Google Auth Redirect to Inaccessible 127.0.0.1:9099 After Running firebase emulators:start

Hello everyone,

I’ve started my app using the prototyping and add some of Firebase’s products like Firestore, Authentication, Hosting, Apphosting, and Analytics. That worked fine but I saw that it adds the firebase config object directly to my code and through the preview I got auth/popup-closed-by-user (which later I understand that it’s a common issue). so I’ve removed the config from my code and use .env file for that. Then I’ve understand that there are 2 env variable that automatically configured - FIREBASE_WEBAPP_CONFIG and FIREBASE_CONFIG. so I’ve created another env variable when working locally to conditionally pass the firebaseConfig to the initializeApp. This way I was able to work on my project even completely locally (on my local machine without firebase studio).

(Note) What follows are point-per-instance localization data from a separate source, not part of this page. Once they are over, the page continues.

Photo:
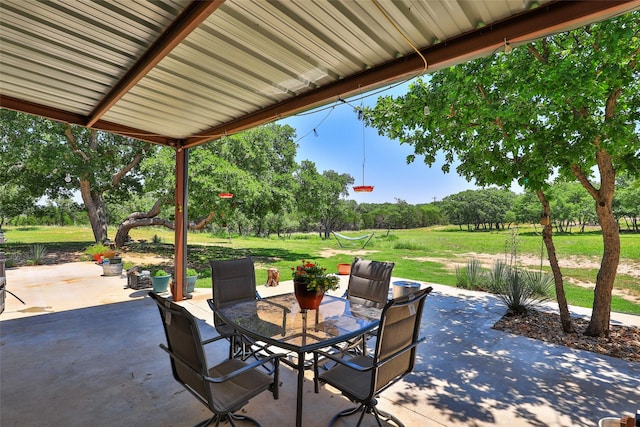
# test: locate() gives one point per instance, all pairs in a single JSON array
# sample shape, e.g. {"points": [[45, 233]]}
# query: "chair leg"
{"points": [[228, 418], [368, 408]]}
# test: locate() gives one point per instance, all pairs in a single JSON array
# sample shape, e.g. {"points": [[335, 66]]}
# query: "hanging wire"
{"points": [[413, 46], [364, 152]]}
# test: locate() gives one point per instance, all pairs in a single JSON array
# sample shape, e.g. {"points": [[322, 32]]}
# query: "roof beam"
{"points": [[68, 117], [189, 19], [530, 25]]}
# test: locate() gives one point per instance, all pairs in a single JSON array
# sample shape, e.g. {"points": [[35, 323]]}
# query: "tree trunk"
{"points": [[601, 314], [146, 219], [547, 237], [94, 203]]}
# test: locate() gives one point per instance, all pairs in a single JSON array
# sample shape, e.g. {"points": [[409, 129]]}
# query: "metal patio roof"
{"points": [[182, 73]]}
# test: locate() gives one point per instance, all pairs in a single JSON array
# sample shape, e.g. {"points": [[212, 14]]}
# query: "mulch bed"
{"points": [[623, 341]]}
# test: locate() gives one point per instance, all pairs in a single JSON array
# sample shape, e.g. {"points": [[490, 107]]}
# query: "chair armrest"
{"points": [[214, 339], [274, 357], [275, 304], [360, 368], [342, 361]]}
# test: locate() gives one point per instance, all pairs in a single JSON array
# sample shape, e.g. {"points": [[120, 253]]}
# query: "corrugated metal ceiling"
{"points": [[176, 72]]}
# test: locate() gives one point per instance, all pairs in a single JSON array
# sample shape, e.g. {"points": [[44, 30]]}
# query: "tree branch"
{"points": [[536, 53], [117, 177], [577, 171], [73, 144], [612, 102]]}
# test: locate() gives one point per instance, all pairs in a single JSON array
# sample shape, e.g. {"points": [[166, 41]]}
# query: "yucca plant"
{"points": [[37, 253], [519, 290]]}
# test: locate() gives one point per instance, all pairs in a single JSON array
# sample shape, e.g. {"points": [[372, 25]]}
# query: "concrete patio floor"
{"points": [[84, 351]]}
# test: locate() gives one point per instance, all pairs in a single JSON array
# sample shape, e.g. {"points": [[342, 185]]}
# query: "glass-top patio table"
{"points": [[280, 322]]}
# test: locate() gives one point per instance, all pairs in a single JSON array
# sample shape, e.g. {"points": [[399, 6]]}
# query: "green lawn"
{"points": [[425, 254]]}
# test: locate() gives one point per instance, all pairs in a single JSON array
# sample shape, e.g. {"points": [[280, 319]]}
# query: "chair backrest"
{"points": [[232, 281], [369, 282], [398, 337], [185, 343]]}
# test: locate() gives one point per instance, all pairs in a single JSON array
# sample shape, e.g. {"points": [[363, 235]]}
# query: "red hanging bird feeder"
{"points": [[362, 188]]}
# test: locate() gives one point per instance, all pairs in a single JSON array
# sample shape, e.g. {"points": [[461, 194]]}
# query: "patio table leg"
{"points": [[300, 389]]}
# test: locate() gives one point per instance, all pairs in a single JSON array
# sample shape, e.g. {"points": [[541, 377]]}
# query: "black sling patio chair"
{"points": [[224, 388], [369, 283], [234, 281], [361, 378]]}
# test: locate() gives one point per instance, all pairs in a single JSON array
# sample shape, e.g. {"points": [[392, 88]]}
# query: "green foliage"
{"points": [[96, 248], [37, 253], [519, 290], [160, 273], [314, 277], [471, 276]]}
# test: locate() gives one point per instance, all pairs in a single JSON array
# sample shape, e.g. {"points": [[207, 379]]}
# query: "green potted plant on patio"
{"points": [[96, 251], [160, 281], [112, 266], [310, 282]]}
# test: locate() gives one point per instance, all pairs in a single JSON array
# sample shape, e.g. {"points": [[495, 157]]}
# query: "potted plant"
{"points": [[192, 277], [310, 282], [97, 250], [160, 281], [112, 266]]}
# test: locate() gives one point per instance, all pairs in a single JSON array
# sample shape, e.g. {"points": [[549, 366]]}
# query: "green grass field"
{"points": [[426, 254]]}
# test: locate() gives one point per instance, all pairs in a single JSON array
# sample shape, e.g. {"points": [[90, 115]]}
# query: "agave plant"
{"points": [[520, 290], [37, 253]]}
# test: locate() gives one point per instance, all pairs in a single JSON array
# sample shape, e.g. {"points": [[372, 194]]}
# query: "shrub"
{"points": [[471, 276]]}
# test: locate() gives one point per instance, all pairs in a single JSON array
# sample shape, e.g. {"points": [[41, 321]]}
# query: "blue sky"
{"points": [[338, 145]]}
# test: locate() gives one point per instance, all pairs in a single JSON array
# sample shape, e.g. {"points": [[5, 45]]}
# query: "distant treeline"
{"points": [[486, 209]]}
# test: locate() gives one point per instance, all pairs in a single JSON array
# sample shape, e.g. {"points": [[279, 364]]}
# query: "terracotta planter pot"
{"points": [[191, 284], [309, 300], [344, 269]]}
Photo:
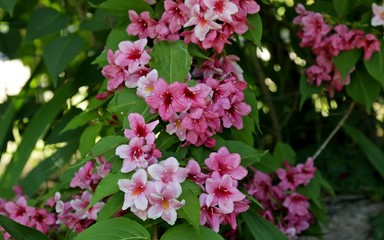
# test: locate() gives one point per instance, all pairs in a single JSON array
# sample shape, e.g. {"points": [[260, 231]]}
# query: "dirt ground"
{"points": [[349, 218]]}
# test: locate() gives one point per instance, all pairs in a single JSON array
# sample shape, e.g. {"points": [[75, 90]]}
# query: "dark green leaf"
{"points": [[8, 5], [114, 229], [363, 89], [255, 29], [191, 210], [261, 228], [108, 186], [47, 168], [79, 120], [172, 60], [283, 152], [120, 8], [248, 154], [113, 205], [99, 21], [306, 90], [346, 61], [36, 128], [20, 232], [60, 52], [88, 137], [126, 101], [117, 35], [45, 21], [187, 232], [343, 7], [372, 152], [375, 65]]}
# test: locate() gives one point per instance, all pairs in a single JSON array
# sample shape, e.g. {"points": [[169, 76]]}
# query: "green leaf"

Something went wrong with the workspace in the process, and after a lot of try and error I’ve run firebase emulators:start in the terminal on firebase studio and now nothing works. It seems that the port that I’ve tried to use was already in use and I couldn’t stopped them because I’m working on the Firebase Studio (which probably don’t have the right permissions). when I’m trying to login with google even on the preview window I’m being redirected to the http://127.0.0.1:9099/emulator/auth/.. which is not working - refuse to connect.

I’ve tried to restart the workspace, clone to another workspace and even created a new firebase project (but when cloning existing repo I can’t use the prototyping feature).

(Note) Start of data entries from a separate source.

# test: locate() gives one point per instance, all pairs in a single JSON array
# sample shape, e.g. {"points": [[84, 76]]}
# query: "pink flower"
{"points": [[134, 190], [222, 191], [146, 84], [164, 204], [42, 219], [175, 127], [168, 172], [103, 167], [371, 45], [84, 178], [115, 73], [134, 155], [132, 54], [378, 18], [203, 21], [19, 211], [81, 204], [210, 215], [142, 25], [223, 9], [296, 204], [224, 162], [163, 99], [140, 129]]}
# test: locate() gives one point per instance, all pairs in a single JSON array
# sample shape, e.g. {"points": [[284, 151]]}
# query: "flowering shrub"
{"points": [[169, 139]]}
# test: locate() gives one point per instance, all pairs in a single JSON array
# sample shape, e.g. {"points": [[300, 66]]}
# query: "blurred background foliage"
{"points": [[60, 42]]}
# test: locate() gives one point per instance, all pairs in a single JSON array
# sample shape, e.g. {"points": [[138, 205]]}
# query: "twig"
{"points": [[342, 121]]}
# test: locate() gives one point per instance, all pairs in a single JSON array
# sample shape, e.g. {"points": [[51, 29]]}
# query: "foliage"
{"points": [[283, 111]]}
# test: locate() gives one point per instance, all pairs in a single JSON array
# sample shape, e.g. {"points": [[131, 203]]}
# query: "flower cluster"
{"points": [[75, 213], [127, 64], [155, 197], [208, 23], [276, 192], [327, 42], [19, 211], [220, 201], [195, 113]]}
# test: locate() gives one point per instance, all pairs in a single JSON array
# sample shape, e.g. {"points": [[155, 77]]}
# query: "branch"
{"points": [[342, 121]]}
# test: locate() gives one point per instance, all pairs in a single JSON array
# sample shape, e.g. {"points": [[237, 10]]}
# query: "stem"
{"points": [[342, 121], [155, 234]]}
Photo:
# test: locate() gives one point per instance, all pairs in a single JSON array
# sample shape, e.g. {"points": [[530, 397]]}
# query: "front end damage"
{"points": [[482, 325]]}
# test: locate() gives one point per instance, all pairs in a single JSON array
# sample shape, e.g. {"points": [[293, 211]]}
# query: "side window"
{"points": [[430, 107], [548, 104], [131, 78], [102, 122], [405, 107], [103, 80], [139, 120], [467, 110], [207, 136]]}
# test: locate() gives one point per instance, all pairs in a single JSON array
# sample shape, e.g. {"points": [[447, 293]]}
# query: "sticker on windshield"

Is there any example of using Firebase Authentication with React & Next with SSR? should I add the firebase config to my source code? can I reset the firebase studio completely?

btw, I can’t see the auth & firebase sections under the publish drawer (but I see it in my other projects).

Hello! This is a super frustrating issue, and your detailed log is incredibly helpful for diagnosing it.

I see your main suspicion is the cloud environment’s routing layer, but I think the real clue is inside your terminal log.

This combination is the key:

Bash

 ✓ Ready in 7.5s
 ...
 GET / 404 in 20402ms
 ○ Compiling /_not-found ...

This is actually great news! It means the cloud environment’s proxy is working perfectly. The request is getting to your Next.js application.

The log line GET / 404 in 20402ms is being generated by the Next.js dev server itself. It’s not a 404 from the environment’s proxy (which would be much faster and wouldn’t show up in the npm run dev log).

The 20402ms (20 seconds!) is also a huge clue. It shows that Next.js received the request and then spent a long time trying to find or compile a page for it, failed, and then finally compiled the /_not-found page to serve the 404.

So, we just need to figure out why Next.js itself can’t find your root (/) page.

Here are the most likely causes:


1. Middleware (The i18next Clue)

This is the most likely culprit, especially since I see i18next: languageChanged es and /src/middleware compiling in your logs.

Internationalization (i18n) middleware is a common source of this exact 404 error. Your middleware.ts file is likely intercepting the / request and trying to redirect or rewrite it to a language-specific path, like /es or /en.

If you don’t have a page at that new path (e.g., src/app/[lng]/page.tsx), Next.js will return a 404.

How to Test This:

  1. Stop your dev server.

  2. Go into your src/middleware.ts file and comment out everything except a basic return NextResponse.next().

  3. Restart the dev server with npm run dev.

If your app now loads, you’ve confirmed the middleware is the problem. You’ll need to check your i18next configuration to ensure it’s correctly handling the default locale or that the [lng] routes exist.


2. Missing Root Page (app/page.tsx)

This is the second most common reason. The GET / request means the browser is asking for your homepage.

  • App Router: Do you have a src/app/page.tsx file? (Or app/page.tsx if you’re not using the src directory).

  • Pages Router: (Less likely on Next 14, but possible) Do you have a src/pages/index.tsx file?

If this file is missing, Next.js has nothing to serve for the / route and will correctly return a 404.


3. Corrupted Dev Server Cache

Sometimes, the Next.js dev server just gets into a bad state. The fix is to “nuke” the cache and restart.

  1. Stop the dev server (Ctrl+C).

  2. Delete the .next folder from your project:

    Bash

    rm -rf .next
    
    
  3. Restart the server:

    Bash

    npm run dev
    
    

This forces Next.js to rebuild everything from scratch and often clears up strange routing issues.

Summary

This doesn’t appear to be a cloud environment or proxy issue. The log GET / 404 proves your Next.js app is receiving the traffic.

The problem is most likely one of these:

  1. Your middleware.ts (for i18next) is rewriting the URL to a route that doesn’t have a page.

  2. A missing src/app/page.tsx file.

I would start by checking the middleware. Let us know if that works!